We had our first hard frost last night. Our herb, tomato, and pepper plants are tucked under blankets for the second night in a row. Earlier this evening, when I snipped some sage for tonight’s savory polenta, the scent of spearmint poured out from under the covers. The sweet smell of summer seemed rather out of place this chilly evening, but I was grateful to still be able to smell its lingering fragrance.

The leaves are falling from the trees, and there are probably more leaves on the ground now than remain clinging to the branches. Usually the last week of October brings a cool gust of wind that forces the rest to the ground. So the colors this week are cherished. The ground is covered with curled, dry, faded leaves that crunch underfoot, and we are keenly aware that autumn’s remaining colors won’t last. The patches of color in the landscape shrink and become more mature and muted each day. Therefore, experiencing what remains of the autumn colors has been the most important thing of all lately; I’ve immersed myself in the brilliance every day by taking walks along the river, going to parks, and visiting my favorite riverside cemetery.

Being in the cemetery reminded me:

One afternoon this week, after an abrupt change in plans, I ended up walking along a river trail as the sun began to set. Normally, I wouldn’t have been there at that particular time of day. But I’m so glad I was because the colors were magnificent.

Some trees were already mostly bare. Silhouetted against the sunset, they were graceful sculptures previewing winter’s potential.

Another afternoon, I took a detour en route to an appointment and walked through Congress Park in downtown Saratoga Springs.

And then there were the trips to Saratoga Spa State Park to collect drinking water.

 

What a beautiful world we inhabit in October! I am as intent on gathering images as the squirrels are on gathering acorns.

As the temperature drops and the colors of autumn begin to fade, we turn our attention to sunrises and sunsets, knowing that’s where we will find color during the next five months.

Another day begins with whispers of rose and lavender, low tangerine glow, eyes that see it, and a heart that fills with the colors of a new day. Tuesday was overcast, but the sunrise colors glowed nonetheless.
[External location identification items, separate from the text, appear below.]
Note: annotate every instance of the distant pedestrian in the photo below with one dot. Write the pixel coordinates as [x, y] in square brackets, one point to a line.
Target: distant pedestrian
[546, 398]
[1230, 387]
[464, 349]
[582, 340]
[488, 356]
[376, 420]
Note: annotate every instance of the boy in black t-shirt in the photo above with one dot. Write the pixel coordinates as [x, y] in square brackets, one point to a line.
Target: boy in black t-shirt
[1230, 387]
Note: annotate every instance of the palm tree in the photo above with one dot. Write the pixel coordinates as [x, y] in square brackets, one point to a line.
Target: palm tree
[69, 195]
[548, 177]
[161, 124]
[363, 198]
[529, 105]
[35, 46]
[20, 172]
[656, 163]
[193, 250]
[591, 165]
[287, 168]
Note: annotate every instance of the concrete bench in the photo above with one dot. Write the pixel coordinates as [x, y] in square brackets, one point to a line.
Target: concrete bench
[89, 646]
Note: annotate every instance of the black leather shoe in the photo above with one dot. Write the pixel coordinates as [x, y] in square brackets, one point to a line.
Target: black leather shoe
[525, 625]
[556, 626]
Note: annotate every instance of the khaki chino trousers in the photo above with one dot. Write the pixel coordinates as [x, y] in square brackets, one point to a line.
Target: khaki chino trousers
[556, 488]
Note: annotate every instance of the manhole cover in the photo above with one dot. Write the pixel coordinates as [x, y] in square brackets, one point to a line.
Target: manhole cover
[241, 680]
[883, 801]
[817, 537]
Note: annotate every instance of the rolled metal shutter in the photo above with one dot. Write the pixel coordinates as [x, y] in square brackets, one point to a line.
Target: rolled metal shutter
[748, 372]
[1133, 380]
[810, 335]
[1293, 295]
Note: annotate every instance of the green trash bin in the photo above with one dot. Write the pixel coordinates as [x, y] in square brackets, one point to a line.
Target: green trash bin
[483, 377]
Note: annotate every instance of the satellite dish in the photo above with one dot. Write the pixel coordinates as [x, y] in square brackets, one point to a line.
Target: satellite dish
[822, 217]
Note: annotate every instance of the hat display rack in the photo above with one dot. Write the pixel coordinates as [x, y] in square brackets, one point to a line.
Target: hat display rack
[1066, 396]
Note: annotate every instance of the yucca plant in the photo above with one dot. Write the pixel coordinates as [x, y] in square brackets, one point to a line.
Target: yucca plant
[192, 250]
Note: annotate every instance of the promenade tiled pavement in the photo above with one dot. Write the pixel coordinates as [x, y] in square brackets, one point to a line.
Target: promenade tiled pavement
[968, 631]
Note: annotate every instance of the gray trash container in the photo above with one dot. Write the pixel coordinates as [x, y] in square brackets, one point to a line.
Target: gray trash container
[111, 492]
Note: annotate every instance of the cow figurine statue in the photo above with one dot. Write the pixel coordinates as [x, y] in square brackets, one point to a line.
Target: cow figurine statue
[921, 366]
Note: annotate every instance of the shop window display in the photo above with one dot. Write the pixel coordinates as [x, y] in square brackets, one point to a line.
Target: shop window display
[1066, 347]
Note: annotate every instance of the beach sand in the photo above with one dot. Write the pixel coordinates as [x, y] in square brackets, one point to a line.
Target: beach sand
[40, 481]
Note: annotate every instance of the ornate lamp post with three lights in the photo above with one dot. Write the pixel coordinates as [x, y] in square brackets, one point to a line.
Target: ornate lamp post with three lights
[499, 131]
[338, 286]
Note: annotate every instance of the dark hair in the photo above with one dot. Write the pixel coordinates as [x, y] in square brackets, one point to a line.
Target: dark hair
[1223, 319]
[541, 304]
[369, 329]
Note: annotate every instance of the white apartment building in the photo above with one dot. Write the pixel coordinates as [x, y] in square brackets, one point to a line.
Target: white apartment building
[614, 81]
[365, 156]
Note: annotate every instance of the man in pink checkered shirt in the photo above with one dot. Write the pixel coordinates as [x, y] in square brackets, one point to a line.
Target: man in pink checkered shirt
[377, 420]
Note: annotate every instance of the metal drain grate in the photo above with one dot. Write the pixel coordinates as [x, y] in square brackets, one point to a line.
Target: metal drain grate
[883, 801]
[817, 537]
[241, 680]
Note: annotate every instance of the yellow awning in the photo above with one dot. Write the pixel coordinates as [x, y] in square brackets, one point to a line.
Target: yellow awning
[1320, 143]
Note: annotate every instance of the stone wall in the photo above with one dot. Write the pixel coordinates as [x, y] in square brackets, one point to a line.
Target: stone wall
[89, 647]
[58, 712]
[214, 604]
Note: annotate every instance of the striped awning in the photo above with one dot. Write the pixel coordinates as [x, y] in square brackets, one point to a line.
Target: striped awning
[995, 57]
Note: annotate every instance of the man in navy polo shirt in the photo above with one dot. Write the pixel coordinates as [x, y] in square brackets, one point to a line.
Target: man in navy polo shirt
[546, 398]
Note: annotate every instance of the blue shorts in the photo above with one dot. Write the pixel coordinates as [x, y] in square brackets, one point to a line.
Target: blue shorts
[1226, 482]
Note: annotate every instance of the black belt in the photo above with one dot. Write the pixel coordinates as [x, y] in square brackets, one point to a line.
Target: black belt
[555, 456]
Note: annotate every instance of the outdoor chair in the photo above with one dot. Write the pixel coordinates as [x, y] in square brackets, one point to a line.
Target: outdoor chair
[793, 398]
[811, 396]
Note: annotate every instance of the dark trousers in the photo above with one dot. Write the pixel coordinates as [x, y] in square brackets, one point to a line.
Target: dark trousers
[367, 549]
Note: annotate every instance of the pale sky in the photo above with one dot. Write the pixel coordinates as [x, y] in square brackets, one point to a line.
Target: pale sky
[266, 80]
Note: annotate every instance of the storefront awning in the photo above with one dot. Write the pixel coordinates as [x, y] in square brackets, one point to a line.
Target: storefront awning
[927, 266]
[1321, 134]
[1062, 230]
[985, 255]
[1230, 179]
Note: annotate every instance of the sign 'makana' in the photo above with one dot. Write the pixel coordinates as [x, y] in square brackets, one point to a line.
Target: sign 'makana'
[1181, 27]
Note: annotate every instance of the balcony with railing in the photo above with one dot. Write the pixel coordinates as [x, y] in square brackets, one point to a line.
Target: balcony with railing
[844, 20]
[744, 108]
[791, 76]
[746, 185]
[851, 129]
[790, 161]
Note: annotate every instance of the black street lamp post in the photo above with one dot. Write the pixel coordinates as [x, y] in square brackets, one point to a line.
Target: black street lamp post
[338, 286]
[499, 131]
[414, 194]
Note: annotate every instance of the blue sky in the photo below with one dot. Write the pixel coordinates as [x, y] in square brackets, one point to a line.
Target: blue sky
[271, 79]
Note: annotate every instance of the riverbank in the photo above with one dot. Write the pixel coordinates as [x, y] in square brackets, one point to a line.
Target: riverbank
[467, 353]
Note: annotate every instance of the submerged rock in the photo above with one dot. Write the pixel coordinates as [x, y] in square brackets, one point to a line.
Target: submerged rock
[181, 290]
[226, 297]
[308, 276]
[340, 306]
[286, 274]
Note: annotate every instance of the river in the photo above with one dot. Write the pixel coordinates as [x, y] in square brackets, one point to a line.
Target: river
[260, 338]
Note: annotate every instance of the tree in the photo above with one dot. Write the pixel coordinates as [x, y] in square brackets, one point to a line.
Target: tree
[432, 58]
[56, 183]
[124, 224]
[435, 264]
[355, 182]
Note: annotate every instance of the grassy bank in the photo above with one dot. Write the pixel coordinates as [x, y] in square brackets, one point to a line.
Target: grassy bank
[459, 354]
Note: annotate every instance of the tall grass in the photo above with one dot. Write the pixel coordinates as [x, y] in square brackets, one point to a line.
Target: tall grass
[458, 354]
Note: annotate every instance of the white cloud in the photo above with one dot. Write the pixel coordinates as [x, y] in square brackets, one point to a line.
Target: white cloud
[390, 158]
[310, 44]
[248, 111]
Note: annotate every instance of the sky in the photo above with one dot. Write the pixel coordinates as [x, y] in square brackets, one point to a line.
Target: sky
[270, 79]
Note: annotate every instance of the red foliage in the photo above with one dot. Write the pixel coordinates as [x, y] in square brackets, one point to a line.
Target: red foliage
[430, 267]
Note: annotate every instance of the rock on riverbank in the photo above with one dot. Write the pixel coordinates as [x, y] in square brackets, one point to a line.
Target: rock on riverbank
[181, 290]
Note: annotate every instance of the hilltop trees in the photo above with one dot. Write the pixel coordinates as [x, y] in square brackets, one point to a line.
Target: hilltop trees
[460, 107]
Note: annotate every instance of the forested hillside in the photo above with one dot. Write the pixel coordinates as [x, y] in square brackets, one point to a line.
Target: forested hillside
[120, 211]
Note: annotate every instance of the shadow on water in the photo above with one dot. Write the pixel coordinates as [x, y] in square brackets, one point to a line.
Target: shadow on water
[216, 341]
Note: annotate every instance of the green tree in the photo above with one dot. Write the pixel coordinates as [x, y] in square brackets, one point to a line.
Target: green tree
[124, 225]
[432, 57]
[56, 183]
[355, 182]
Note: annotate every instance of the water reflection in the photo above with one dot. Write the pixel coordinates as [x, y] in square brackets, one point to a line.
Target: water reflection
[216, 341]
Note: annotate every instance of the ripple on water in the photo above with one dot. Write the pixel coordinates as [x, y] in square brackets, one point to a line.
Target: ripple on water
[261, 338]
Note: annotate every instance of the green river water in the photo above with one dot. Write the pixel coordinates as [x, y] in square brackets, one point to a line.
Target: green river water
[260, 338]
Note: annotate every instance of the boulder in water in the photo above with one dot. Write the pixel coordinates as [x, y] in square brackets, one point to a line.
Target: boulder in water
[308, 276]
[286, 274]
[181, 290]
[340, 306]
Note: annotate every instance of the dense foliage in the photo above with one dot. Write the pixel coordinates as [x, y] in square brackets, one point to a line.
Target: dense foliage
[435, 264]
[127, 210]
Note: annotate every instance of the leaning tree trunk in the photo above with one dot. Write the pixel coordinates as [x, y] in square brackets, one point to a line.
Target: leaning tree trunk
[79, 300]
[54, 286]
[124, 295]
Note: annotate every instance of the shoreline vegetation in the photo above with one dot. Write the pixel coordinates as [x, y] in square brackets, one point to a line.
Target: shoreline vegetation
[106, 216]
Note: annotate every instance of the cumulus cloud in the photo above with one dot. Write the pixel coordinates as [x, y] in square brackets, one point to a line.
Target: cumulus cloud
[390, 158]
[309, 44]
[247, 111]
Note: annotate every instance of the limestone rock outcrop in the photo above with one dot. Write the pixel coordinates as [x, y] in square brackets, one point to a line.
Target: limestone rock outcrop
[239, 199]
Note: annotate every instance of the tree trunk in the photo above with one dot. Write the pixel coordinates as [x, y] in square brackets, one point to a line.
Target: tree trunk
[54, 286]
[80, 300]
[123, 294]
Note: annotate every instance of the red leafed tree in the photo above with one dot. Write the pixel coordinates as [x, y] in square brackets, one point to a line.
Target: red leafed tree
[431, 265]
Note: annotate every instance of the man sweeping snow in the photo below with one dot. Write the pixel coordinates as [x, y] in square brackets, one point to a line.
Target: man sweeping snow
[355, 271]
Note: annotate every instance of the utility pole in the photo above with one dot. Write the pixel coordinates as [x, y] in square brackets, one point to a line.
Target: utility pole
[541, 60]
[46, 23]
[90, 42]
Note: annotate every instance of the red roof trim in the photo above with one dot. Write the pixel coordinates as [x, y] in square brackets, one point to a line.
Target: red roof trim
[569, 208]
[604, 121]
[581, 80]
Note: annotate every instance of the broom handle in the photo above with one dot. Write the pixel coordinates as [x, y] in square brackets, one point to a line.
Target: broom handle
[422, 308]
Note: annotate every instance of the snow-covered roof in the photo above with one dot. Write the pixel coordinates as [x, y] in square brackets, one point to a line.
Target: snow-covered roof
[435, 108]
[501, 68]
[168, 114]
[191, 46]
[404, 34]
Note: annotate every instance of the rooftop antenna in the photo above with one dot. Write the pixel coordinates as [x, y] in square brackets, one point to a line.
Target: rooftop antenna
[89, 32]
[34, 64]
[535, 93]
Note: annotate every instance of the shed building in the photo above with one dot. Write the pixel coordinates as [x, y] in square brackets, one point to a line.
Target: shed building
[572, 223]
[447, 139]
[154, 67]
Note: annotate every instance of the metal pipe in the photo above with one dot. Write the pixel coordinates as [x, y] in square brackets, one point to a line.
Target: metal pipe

Yesterday while driving to work, I marveled at a cloud that was half painted with rainbow. It was only the cloud – not the sky – and it was so awesome (and yet subtle) that I wished I’d left a few minutes earlier so I could pull over and capture it. But it’s a memory in my heart and reminds me to keep my eyes open and pay attention.

For the magic moment can arise at any time, and every day is a treasure hunt.

Each morning, I wake up and wonder what I will find today.